We have recently shown that the GCase dysfunction at the time of PD diagnosis is linked to an increased risk of later development of dementia [
2]. Although dementia is an important milestone in a clinical setting, it is less suitable as an outcome in clinical trials for modification of cognitive decline as dementia often requires many years of follow-up and/or very large cohorts to capture a meaningful number of events. For trial design, this is compounded as dementia is commonly a late-stage event, and potentially disease-modifying drugs are thought to be most effective when initiated early in the disease course. By contrast, cognitive decline is a gradual process that starts early in a substantial subset of patients and is frequently included as an outcome in PD clinical trials. Therefore, we performed a power calculation to estimate the predicted benefit (concerning trial size) of limiting enrolment to a clinical trial to patients in the lowest tertile of GCase activity, compared to a design in which all newly diagnosed patients are eligible for trial inclusion (an “all-comer” design) (Additional file 2: Methods). The trial was for a hypothetical therapeutic agent that stopped the decline of total MMSE score. We found that enriching a three-year trial for patients with low GCase activity reduced the required sample size for the trial by 2.5-fold compared with an equally powered trial without. In one example, a trial designed to have 80% power to observe the primary outcome would necessitate the recruitment of 658 “all-comers” with early PD, whereas only 266 low-GCase-activity participants would be needed for the same power (Additional file 1: Fig. S2).

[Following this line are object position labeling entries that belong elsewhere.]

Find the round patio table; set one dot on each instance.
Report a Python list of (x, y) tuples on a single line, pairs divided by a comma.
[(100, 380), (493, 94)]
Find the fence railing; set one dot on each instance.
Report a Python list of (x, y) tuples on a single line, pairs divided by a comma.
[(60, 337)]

Our study had some limitations. We did not account for anxiety or depression, which can affect performance in cognitive test batteries and have been linked to
GBA1 in other populations. Further, we did not account for other pathological changes such as co-morbid Alzheimer’s disease and neuroinflammation, which are reported risk factors for cognitive impairment in PD [
11]. Our study had also several strengths, including the recruitment of incident, unselected patients that are representative of the PD population of the region, the analysis of CSF samples collected at the time of initial clinical diagnosis, the long follow-up time with repeated batteries of the same neuropsychological tests, and low attrition rates.
In conclusion, we found that low CSF GCase activity at the time of initial diagnosis is linked to a faster annual decline in clinical scales measuring global cognition and specific cognitive domains over the first 10 years of PD. The link between GCase dysfunction and disease progression provides insight into the pathogenesis of the disease and novel perspectives for GCase-targeted therapies to prevent neurodegeneration, and could provide a valuable biomarker to identify patients at risk of more severe disease.